Le 5 septembre dernier, Mamadi Doumbouya, qui avait renversé Alpha Condé un matin de septembre 2021, a célébré l’an cinq de son arrivée au pouvoir. C’est l’heure du bilan.

A son arrivée au pouvoir le 5 septembre 2021, l’ex-commandant du Groupement des forces spéciales de Guinée avait impressionné de nombreux Guinéens. Et ce en raison de la volonté proclamée de l’officier supérieur de l’armée guinéenne de redresser le pays. Mamadi Doumbouya, enthousiaste, s’était engagé à éviter les erreurs du passé, à débarrasser la Guinée de la corruption, à protéger les libertés publiques et les droits humains, à enclencher le développement socio-économique du pays, ou encore à rendre le pouvoir aux civils au terme de deux ans de transition convenus avec la Cédéao. Y est-il parvenu, cinq ans après ?

Son quinquennat reste mitigé. Au lieu de céder le pouvoir à un civil comme il s’était engagé, Mamadi Doumbouya s’est fait élire, avec 86,72 % de suffrages, président de la République de Guinée à l’issue d’une élection présidentielle verrouillée en décembre 2025.

Pour récolter un tel score, les autorités de la transition ont dû compétir sans les grands partis politiques : le Rpg arc-en-ciel d’Alpha Condé qui était au pouvoir, l’Ufr de Sidya Touré, l’Ufdg de Cellou Dalein Diallo ; tous en exil.

Croyant son heure arrivée, Cellou Dalein Diallo avait pourtant défendu mordicus à l’international le putsch contre son adversaire politique d’hier Alpha Condé et le début de la transition.
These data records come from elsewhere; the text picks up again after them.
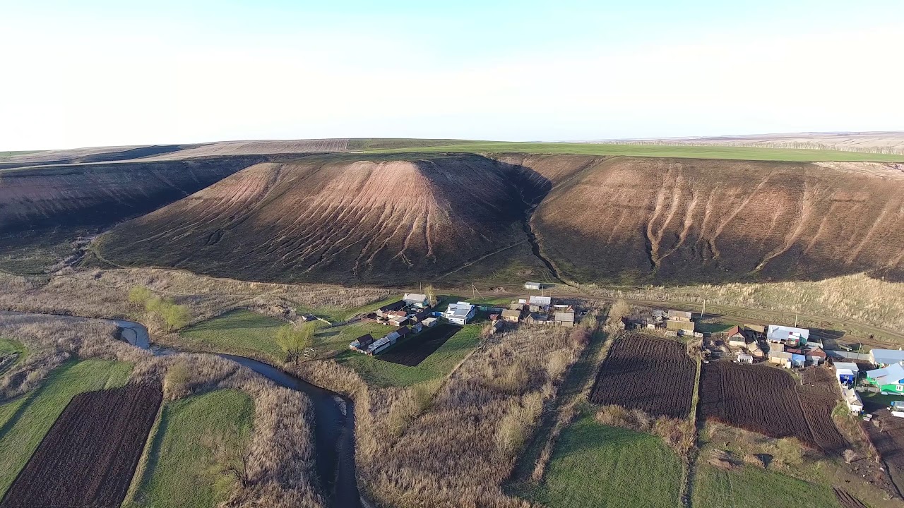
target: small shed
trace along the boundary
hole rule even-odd
[[[503,321],[509,323],[518,323],[521,321],[521,311],[507,309],[503,311]]]
[[[554,315],[556,326],[574,326],[573,312],[557,312]]]

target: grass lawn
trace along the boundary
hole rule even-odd
[[[286,322],[239,309],[199,323],[180,332],[189,345],[198,349],[253,354],[262,353],[274,359],[283,357],[277,345],[277,330]]]
[[[244,449],[253,421],[254,401],[235,390],[168,402],[133,506],[209,507],[225,501],[234,479],[221,472],[211,439]]]
[[[0,406],[0,495],[6,492],[44,435],[75,395],[123,386],[132,364],[108,360],[63,363],[41,388]]]
[[[562,431],[542,484],[524,497],[550,508],[677,508],[681,488],[681,460],[662,439],[586,415]]]
[[[693,486],[694,506],[733,508],[838,507],[832,489],[752,466],[724,471],[702,461]]]
[[[879,161],[904,162],[904,155],[866,154],[841,150],[802,150],[749,146],[668,146],[658,145],[605,145],[597,143],[467,143],[439,146],[378,149],[370,153],[521,153],[626,155],[638,157],[683,157],[749,161]]]
[[[352,351],[340,353],[336,361],[357,371],[369,383],[378,386],[410,386],[448,374],[480,342],[482,329],[482,325],[465,326],[415,367],[383,362],[379,354],[367,356]],[[412,340],[416,340],[416,337]],[[346,347],[347,345],[346,343]]]

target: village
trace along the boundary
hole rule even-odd
[[[904,351],[872,349],[854,353],[827,349],[811,337],[809,329],[782,325],[743,324],[720,332],[703,331],[707,328],[702,324],[703,316],[701,313],[696,315],[683,310],[640,309],[622,321],[628,330],[700,339],[705,363],[763,363],[792,372],[825,367],[833,372],[842,399],[852,413],[864,413],[861,394],[879,394],[899,396],[900,400],[888,400],[884,406],[892,416],[904,418]],[[871,418],[871,414],[863,415],[867,421]]]
[[[524,287],[542,288],[541,284],[531,282]],[[371,356],[380,354],[399,343],[416,340],[419,334],[438,325],[465,326],[478,315],[485,317],[490,334],[522,325],[571,327],[576,323],[572,305],[553,302],[551,296],[541,295],[513,300],[504,307],[455,301],[442,309],[438,305],[431,306],[433,299],[432,295],[406,293],[400,300],[366,315],[363,319],[385,325],[391,330],[379,338],[372,334],[362,335],[349,343],[349,349]]]

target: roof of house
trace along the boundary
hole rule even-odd
[[[883,369],[867,371],[866,377],[874,380],[879,384],[898,384],[901,380],[904,380],[904,365],[892,363]]]
[[[899,349],[874,349],[870,352],[877,363],[897,363],[904,361],[904,351]]]
[[[391,304],[386,304],[385,306],[380,307],[380,310],[381,310],[382,312],[386,312],[386,311],[390,311],[390,310],[399,310],[399,309],[400,309],[403,306],[405,306],[405,302],[403,302],[401,300],[399,300],[398,302],[392,302]]]
[[[566,323],[574,323],[574,313],[573,312],[557,312],[555,315],[556,321],[563,321]]]
[[[843,371],[843,370],[858,372],[860,372],[860,366],[853,362],[835,362],[835,371]]]
[[[446,314],[453,317],[466,317],[471,313],[471,309],[474,306],[467,302],[458,302],[457,304],[449,304],[449,308],[446,311]]]
[[[548,306],[552,303],[551,296],[531,296],[530,302],[535,306]]]
[[[810,331],[806,328],[795,328],[781,325],[769,325],[769,330],[766,333],[766,336],[773,340],[784,341],[792,338],[795,334],[800,334],[801,338],[805,340],[810,337]]]

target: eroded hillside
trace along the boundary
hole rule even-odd
[[[240,278],[430,279],[526,242],[525,201],[544,190],[518,171],[477,155],[260,164],[116,228],[102,249]]]
[[[549,174],[557,163],[532,167]],[[578,280],[901,268],[899,165],[615,157],[555,173],[533,221],[548,255]]]
[[[102,251],[277,281],[460,282],[544,264],[578,282],[902,271],[900,165],[354,157],[256,165],[118,227]]]

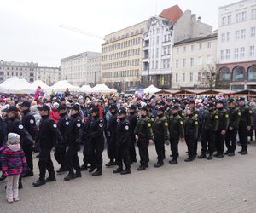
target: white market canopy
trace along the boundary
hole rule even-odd
[[[80,88],[79,86],[73,86],[66,80],[59,81],[54,85],[52,85],[50,88],[55,92],[64,92],[67,89],[67,88],[68,88],[69,91],[71,92],[79,92],[80,90]]]
[[[89,85],[84,85],[84,86],[81,87],[80,92],[83,92],[83,93],[91,93],[92,92],[92,89]]]
[[[25,79],[19,79],[17,77],[14,77],[6,79],[0,84],[0,92],[13,94],[33,94],[35,89],[33,86]]]
[[[160,92],[160,90],[161,89],[151,84],[149,87],[144,89],[144,93],[154,94]]]
[[[91,89],[92,92],[94,93],[115,93],[115,89],[112,89],[103,84],[96,84],[95,87]]]

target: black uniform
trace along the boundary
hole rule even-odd
[[[116,159],[119,170],[123,170],[123,162],[125,170],[130,170],[130,147],[131,130],[126,118],[120,119],[116,129]]]
[[[66,148],[67,145],[67,131],[69,125],[69,118],[67,113],[60,114],[60,119],[57,123],[58,130],[60,130],[61,136],[63,138],[63,146],[56,147],[55,151],[55,158],[58,164],[61,165],[61,168],[63,170],[67,169],[67,161],[66,161]]]
[[[38,140],[41,147],[38,161],[39,180],[44,181],[46,170],[49,177],[55,178],[54,166],[50,158],[51,149],[56,140],[58,146],[64,143],[57,124],[49,116],[42,116]]]
[[[67,146],[68,149],[66,154],[67,170],[69,175],[74,174],[73,170],[76,170],[76,176],[79,176],[81,174],[78,151],[80,150],[81,139],[83,135],[82,120],[79,113],[71,116],[67,130]]]
[[[137,122],[137,115],[136,112],[131,112],[129,116],[129,124],[130,124],[130,133],[131,133],[131,147],[130,147],[130,159],[131,163],[137,162],[136,159],[136,150],[135,150],[135,143],[136,143],[136,138],[135,138],[135,129]]]
[[[234,153],[236,147],[236,135],[241,118],[240,110],[236,107],[228,110],[230,116],[230,125],[225,136],[227,153]]]

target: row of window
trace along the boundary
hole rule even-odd
[[[247,20],[247,12],[242,11],[236,14],[236,22],[241,22]],[[251,19],[256,19],[256,9],[253,9],[251,10]],[[235,21],[234,21],[235,22]],[[222,17],[222,26],[228,26],[232,24],[232,15],[229,14],[226,16]]]
[[[197,65],[201,66],[204,62],[204,59],[205,59],[205,57],[199,56],[197,58]],[[183,67],[187,67],[188,62],[189,62],[189,66],[193,67],[194,65],[195,65],[195,58],[190,58],[189,60],[183,59],[182,60],[176,60],[175,66],[176,66],[176,68],[179,68],[180,63],[182,63]],[[206,61],[207,65],[212,64],[212,56],[211,55],[207,55],[206,60],[207,60]]]
[[[239,59],[239,58],[244,58],[245,57],[245,48],[235,48],[234,49],[234,58],[235,59]],[[230,58],[230,49],[222,49],[220,50],[220,60],[229,60]],[[255,55],[255,46],[250,46],[249,51],[248,51],[248,55],[250,57]]]
[[[140,55],[141,49],[133,49],[126,51],[122,51],[115,54],[107,55],[102,56],[102,61],[109,60],[115,60],[115,59],[120,59],[129,56],[134,56]]]
[[[139,64],[140,64],[139,59],[128,60],[123,60],[123,61],[119,61],[119,62],[104,64],[104,65],[102,65],[102,70],[138,66]]]
[[[113,50],[116,50],[126,47],[131,47],[134,45],[138,45],[140,43],[141,43],[141,37],[137,37],[137,38],[127,40],[125,42],[121,42],[121,43],[109,45],[108,47],[104,47],[102,48],[102,53],[108,53]]]
[[[102,73],[102,78],[120,78],[120,77],[130,77],[137,76],[139,74],[139,70],[125,70],[118,72],[109,72]]]
[[[212,42],[207,42],[207,43],[198,43],[198,49],[201,50],[203,49],[203,45],[206,45],[206,48],[207,49],[211,49],[212,48]],[[190,51],[193,52],[195,49],[195,45],[192,44],[190,46]],[[176,53],[177,54],[180,54],[182,53],[182,50],[183,50],[183,53],[186,53],[187,52],[187,46],[183,46],[183,48],[176,48]]]

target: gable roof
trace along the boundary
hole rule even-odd
[[[169,21],[176,22],[182,15],[183,12],[178,7],[177,4],[164,9],[159,16],[168,20]]]

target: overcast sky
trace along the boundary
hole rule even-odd
[[[101,51],[103,41],[59,27],[104,37],[178,4],[218,28],[218,7],[236,0],[6,0],[0,2],[0,60],[61,64],[63,57]]]

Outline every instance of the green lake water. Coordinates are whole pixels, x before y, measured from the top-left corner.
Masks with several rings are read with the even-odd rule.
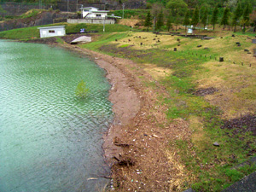
[[[45,44],[0,40],[0,191],[97,191],[113,119],[104,70]],[[84,99],[75,90],[84,80]],[[88,179],[97,177],[97,179]]]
C’était sans compter avec les ambitions politiques de Mamadi Doumbouya qui tentait de déblayer le terrain pour rester au pouvoir.

Comme récompense, le leader de l’Ufdg a perdu son domicile. Puis la justice dépoussière le dossier de la vente, en 2002, de l’ancienne compagnie publique Air-Guinée. Le divorce entre les deux alliés devient inévitable.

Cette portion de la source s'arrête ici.